Throughout the country more milk is flowing toward cheese plants than most people would have expected for the first full week of January, based on looking at this period in recent prior years. Many plants are producing cheese well ahead of orders.
There is uncertainty about cheese prices in coming weeks and months, due to the new reality of milk supplies and production levels as well as the difficulty of exporting cheese considering global pricing and currency factors. In fact, increased cheese imports are challenging domestic cheese production. According to GTIS, European cheese exports for October to the U.S. were 25% higher than year ago levels.

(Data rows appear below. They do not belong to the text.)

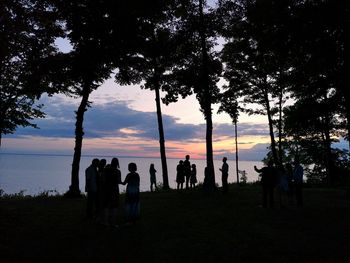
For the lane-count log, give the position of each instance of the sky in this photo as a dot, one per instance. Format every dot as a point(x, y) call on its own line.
point(122, 121)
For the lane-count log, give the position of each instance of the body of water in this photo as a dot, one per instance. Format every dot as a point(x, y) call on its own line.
point(34, 174)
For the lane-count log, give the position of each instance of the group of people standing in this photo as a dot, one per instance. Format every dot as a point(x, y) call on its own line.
point(185, 172)
point(102, 187)
point(288, 180)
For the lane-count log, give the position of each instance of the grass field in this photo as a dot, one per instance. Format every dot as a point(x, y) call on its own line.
point(187, 226)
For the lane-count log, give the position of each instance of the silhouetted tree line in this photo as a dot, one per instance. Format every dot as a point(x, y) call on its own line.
point(285, 59)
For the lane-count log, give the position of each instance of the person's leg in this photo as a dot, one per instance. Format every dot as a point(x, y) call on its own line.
point(271, 196)
point(264, 196)
point(89, 205)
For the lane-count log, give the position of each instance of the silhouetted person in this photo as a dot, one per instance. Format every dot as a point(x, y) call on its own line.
point(100, 168)
point(298, 174)
point(153, 179)
point(289, 172)
point(268, 181)
point(180, 175)
point(282, 185)
point(224, 175)
point(187, 170)
point(209, 181)
point(193, 179)
point(111, 178)
point(91, 188)
point(132, 196)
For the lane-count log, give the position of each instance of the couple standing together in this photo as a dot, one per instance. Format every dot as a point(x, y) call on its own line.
point(185, 170)
point(102, 188)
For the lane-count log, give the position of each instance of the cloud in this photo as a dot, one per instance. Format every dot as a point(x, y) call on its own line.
point(114, 127)
point(256, 153)
point(117, 119)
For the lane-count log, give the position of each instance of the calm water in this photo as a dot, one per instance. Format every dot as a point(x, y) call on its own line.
point(37, 173)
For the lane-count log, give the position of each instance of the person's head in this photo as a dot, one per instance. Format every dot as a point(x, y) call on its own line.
point(102, 163)
point(95, 162)
point(132, 167)
point(270, 163)
point(115, 163)
point(296, 160)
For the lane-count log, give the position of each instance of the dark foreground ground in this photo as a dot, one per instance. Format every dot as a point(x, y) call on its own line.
point(180, 227)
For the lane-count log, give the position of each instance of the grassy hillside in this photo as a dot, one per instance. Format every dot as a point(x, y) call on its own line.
point(187, 226)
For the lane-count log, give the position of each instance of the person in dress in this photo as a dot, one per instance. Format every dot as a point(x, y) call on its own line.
point(268, 181)
point(289, 171)
point(282, 185)
point(91, 188)
point(224, 175)
point(187, 170)
point(298, 174)
point(100, 168)
point(180, 175)
point(132, 196)
point(153, 179)
point(193, 179)
point(111, 178)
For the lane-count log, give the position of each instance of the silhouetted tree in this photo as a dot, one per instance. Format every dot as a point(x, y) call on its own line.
point(153, 60)
point(229, 104)
point(88, 63)
point(197, 66)
point(257, 58)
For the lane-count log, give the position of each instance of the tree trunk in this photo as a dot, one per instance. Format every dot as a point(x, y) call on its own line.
point(328, 143)
point(161, 140)
point(236, 143)
point(280, 102)
point(272, 135)
point(347, 108)
point(74, 190)
point(206, 102)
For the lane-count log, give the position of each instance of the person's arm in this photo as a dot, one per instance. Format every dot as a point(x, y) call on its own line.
point(125, 180)
point(87, 180)
point(257, 170)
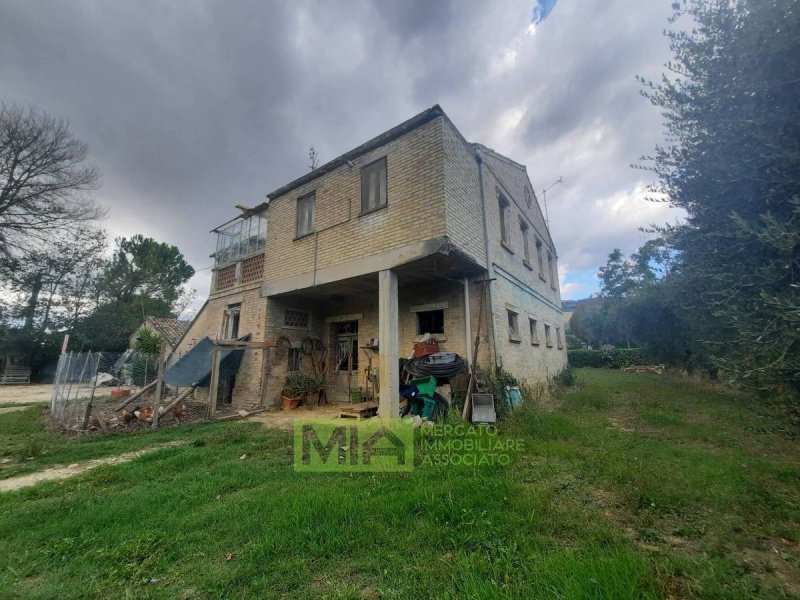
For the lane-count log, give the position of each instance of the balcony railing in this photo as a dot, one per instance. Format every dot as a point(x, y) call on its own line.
point(239, 239)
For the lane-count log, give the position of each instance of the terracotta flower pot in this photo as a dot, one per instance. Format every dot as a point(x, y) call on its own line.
point(290, 403)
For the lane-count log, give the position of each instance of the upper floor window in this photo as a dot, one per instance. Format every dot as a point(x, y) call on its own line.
point(513, 326)
point(230, 323)
point(523, 229)
point(534, 326)
point(505, 217)
point(239, 238)
point(305, 214)
point(296, 318)
point(373, 186)
point(551, 267)
point(540, 257)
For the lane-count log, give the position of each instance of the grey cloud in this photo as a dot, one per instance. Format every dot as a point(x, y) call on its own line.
point(190, 108)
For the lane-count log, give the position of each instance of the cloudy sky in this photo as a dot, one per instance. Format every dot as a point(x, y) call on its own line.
point(192, 107)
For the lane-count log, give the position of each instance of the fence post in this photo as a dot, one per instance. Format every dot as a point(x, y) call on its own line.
point(212, 392)
point(162, 356)
point(91, 396)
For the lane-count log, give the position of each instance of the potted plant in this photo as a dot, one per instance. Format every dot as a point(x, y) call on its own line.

Discounted milk continues to be available this week. In some parts of the Midwest, spot milk has moved to cheese plants at $6.00 to $6.50 below Class, depending on location and timing. Sales are mixed, with some plants moving increased product along but others report some diminished buyer interest attributed to adopting more hand to mouth patterns hoping for further price weakness. This leads some plants to sustain building inventory levels beyond preferences.
Dairy Products (NASS) reports total 2014 U.S. cumulative cheese production through November, 10.4 billion pounds, leads last year through November by 2.8%. Friday in CME Group trading, barrels closed at $1.5450, up 1/2 cent from last Friday and 40# blocks closed at $1.5900, up 2 cents from last Friday.